Ia menjelaskan bahwa tenda yang terus tergenang berpotensi memicu penyakit, memperluas kontaminasi air, dan membuat ribuan keluarga kehilangan satu-satunya tempat berlindung.
Semua ini, tegasnya, merupakan akibat langsung dari blokade Israel yang menghalangi masuknya material dasar untuk membangun hunian sementara yang layak.
Seruan untuk Dunia: “Bertindak Hari Ini… Sebelum Kamp-Kamp Pengungsi Berubah Menjadi Kuburan Terbuka”
Dalam pesannya, al-Thawabteh menyerukan dua langkah mendesak:
1. Respon cepat:
- Mengizinkan masuknya tenda tahan hujan, selimut, matras, perlengkapan isolasi, dan bahan dasar lainnya.
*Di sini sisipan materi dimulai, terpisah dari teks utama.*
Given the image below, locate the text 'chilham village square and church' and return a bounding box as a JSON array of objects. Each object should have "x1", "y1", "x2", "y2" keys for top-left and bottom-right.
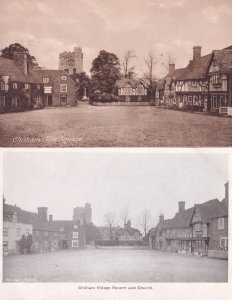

- Menyediakan bahan bakar untuk rumah sakit, pompa air, dan fasilitas sanitasi.
- Memastikan konvoi bantuan tidak diserang atau dihalangi.
2. Mengakhiri blokade:
- Tekanan hukum dan politik untuk membuka seluruh gerbang masuk Gaza.
- Menjamin aliran makanan, obat, dan bahan bakar tanpa syarat.
“Yang kami hadapi di Gaza adalah kejahatan yang terus berlangsung,” ujarnya. “Dunia harus bertindak sebelum kamp-kamp ini berubah menjadi kuburan terbuka akibat dingin, hujan, dan kelaparan.”